Intelligence Czar Can Waive SEC Rules – BusinessWeek Online – MSNBC.com
President George W. Bush has bestowed on his intelligence czar, John Negroponte, broad authority, in the name of national security, to excuse publicly traded companies from their usual accounting and securities-disclosure obligations. Notice of the development came in a brief entry in the Federal Register, dated May 5, 2006, that was opaque to the untrained eye.
Five bucks says Halliburton is the first to get a free pass. I’m sure there will be some patriotic anti-terrorist reason for doing this. There has to be, since we have a tough talking wartime president in office who wouldn’t dream of doing anything that wasn’t in the best interest of each and every citizen, providing they make at least $250k/year, vote Republican, and are in a traditional marriage consisting of one man and one woman…

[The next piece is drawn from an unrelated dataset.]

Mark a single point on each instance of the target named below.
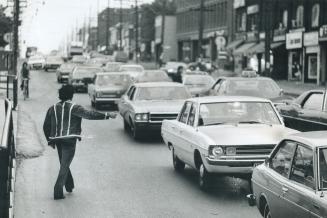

Why was the SEC created? To police corporations for fraud and abuses of the market. Laws and agencies like the SEC are created as a result of need, and if we needed the SEC before you can bet that we need it now. Can you imagine if the NSA had given Enron a free pass because as an energy company their business was a matter of national security? How much longer might they have dragged out their soul sucking demise and how many more lives would have been ruined by an even larger implosion?
In 2003 Dick Cheney stated on NBC that he had severed all ties with Halliburton, and this claim was refuted in a report by the Congressional Research Service. Would it have been possible to determine that our vice president was still in the pocket of Halliburton if they had their SEC requirements lifted? How will we know when, where and by whom our politicians have been bought if those companied get a free pass by one of Bush’s henchmen?
While the article above only describes the power to exempt from SEC requirements, it makes a chilling proclimation in the beginning: “President George W. Bush has bestowed on his intelligence czar, John Negroponte, broad authority, in the name of national security” I wonder what else is contained within that ‘broad authority’. What other gotchas are waiting around the corner? Will protestors be declared “political combatants” and have their rights stripped?
The world changes in lots of little steps. Even technological changes take time to spread and be adopted. Our government changes in the same way. Large radical changes are resisted, while the small nips and cuts go largely unnoticed. If we ever did get a political party in power that cared for the people, it would take several terms of office just to find all the points of corruption that have been slipped into various bills, laws, and presidential orders. A frequent theme in science fiction is a world where corporations rule and the government has a token presence. Looks like the future is just around the corner.